Eye allergy is defined as the condition where an external or even internal component triggers of a preventive reaction from the body. Allergies are often caused because of environmental pollens, wrong contact lenses or reaction to solutions. The symptoms include itchiness and redness in the eyes.
HOW IS EYE ALLERGY DIAGNOSED?
The diagnosis is done by an allergist or immunologist who performs a physical examination and asks for medical history. The specialist will look for symptoms which are:
• Watery eyes
• Sensitivity to light
• Eyelid swelling
HOW IS EYE ALLERGY TREATED?
Treatment of eye allergy depends on the cause of allergy. If pollen or dust causes allergy, then exposure to these allergens must be avoided. Maintaining hygiene is always a must for preventing and treating eye allergy. In some cases tear substitutes and decongestants may be required. Antihistamine eye drops are recommended for bringing down the inflammation
DID YOU KNOW?
Some people can inherit eye allergies from their parents. One is more likely to have allergies if both parents have them than if only one does.
Eye or ocular allergy is characterized by red, itchy watery and swollen eyes. He reasons for these symptoms include:
• Indoor allergens like dust mites and stray fur from pets.
• Outdoor allergens like pollen from flowers, weeds, grass or certain types of trees.
Eye allergies usually develop when an allergen comes into contact with the conjunctiva of the eyes. Often, the symptoms of eye allergies resemble those of eye diseases. Given below a few of the major kinds of allergies of the eye:
• Seasonal and perennial allergic conjunctivitis: SAC is the commonest type of eye allergy. It may occur in spring, summer or autumn, depending upon the kind of pollen in the air. The symptoms include redness, itching, burning of the eye, watery discharge and a runny nose, sneezing and nasal congestion as in the case of hay fever or nose allergies. Chronic dark circles are usually formed under the eyes of SAC patients.
Perennial Allergic Conjunctivitis (PAC) may occur all around the year.
• Vernal keratoconjunctivitis: More severe than SAC and PAC, vernal keratoconjunctivitis generally affects young men and boys afflicted with eczema or asthma. It causes itching, production of great quantity of tears and mucus and photophobia. If left untreated, it may lead to blindness.
• Atopic keratoconjunctivitis: With symptoms similar to vernal conjunctivitis, it usually affects old men who have a history of dermatological allergies. Unless treated on time, it may cause scarring of the cornea and its membrane.
• Contact allergic conjunctivitis: It develops because of irritation caused by wearing of contact lenses or the proteins from the tears that bind to the lens surface. It shows the symptoms of usual eye allergy including discomfort in wearing the lens.
• Giant papillary conjunctivitis: A severe form of contact allergic conjunctivitis, giant papillary conjunctivitis is caused by the wearing of contact lens. The formation of individual fluid sacs in the upper lining of the inner eyelid causes puffiness, redness, foreign body sensation, swelling of the eyelids, blurring of vision, mucous discharge and low tolerance for contact lens.

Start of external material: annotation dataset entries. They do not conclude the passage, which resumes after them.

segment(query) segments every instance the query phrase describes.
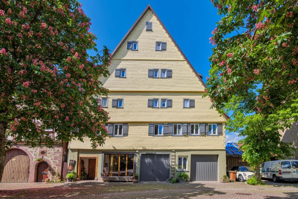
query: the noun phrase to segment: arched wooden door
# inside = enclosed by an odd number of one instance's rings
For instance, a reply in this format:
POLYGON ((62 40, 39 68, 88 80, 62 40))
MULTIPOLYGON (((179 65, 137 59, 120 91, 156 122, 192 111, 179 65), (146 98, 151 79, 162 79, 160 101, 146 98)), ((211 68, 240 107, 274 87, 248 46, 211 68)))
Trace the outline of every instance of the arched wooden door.
POLYGON ((30 170, 30 160, 20 149, 12 149, 6 152, 2 182, 27 182, 30 170))
POLYGON ((49 165, 45 162, 40 162, 37 165, 37 182, 44 182, 48 177, 49 165))

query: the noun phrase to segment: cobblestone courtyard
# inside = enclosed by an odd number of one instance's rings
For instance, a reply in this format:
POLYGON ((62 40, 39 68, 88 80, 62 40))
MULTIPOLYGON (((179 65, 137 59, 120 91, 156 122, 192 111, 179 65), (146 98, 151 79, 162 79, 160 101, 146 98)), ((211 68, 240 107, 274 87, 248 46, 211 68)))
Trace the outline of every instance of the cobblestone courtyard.
POLYGON ((298 183, 266 181, 264 186, 237 182, 100 182, 84 181, 60 184, 0 183, 3 198, 295 198, 298 183))

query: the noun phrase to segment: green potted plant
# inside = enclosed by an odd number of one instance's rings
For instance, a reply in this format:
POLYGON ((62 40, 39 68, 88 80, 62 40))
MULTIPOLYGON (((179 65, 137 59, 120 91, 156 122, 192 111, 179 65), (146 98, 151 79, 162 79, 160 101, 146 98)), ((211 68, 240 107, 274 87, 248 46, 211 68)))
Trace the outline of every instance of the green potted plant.
POLYGON ((179 182, 185 182, 189 178, 189 176, 186 173, 181 172, 177 176, 177 178, 179 179, 179 182))
POLYGON ((73 171, 69 173, 66 175, 66 178, 67 178, 67 182, 72 182, 74 179, 76 179, 77 174, 73 171))
POLYGON ((230 179, 226 175, 224 175, 221 178, 221 182, 229 182, 230 179))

Eye allergies can be prevented on the observance of these steps:
• Close your windows and doors to shut the pollen out.
• Wear glasses or sunglasses when outdoors to prevent an irritant from coming into contact with your eyes.
• Wash your hands properly after handling pets.
• Wear gloves to dust your beds and linen to make them mite free.
Eye allergies can be treated with OTC products like decongestants, oral histamines and tear substitutes. Glaucoma patients however cannot take decongestants. It should also not be used for more than 2/3 days at a stretch by anyone. Oral antihistamines also tend to complicate the eye allergy.
Allergists may prescribe the following drugs depending upon the nature of the allergy:
• Non-sedating oral antihistamines.
• Eye drops (antihistamine, decongestant mast cell stabilizer, NSAID, corticosteroid).
Though eye allergies in children may be treated with a combination of prescription drugs and OTC medicines, seeking medical help is more preferable than erratic medication.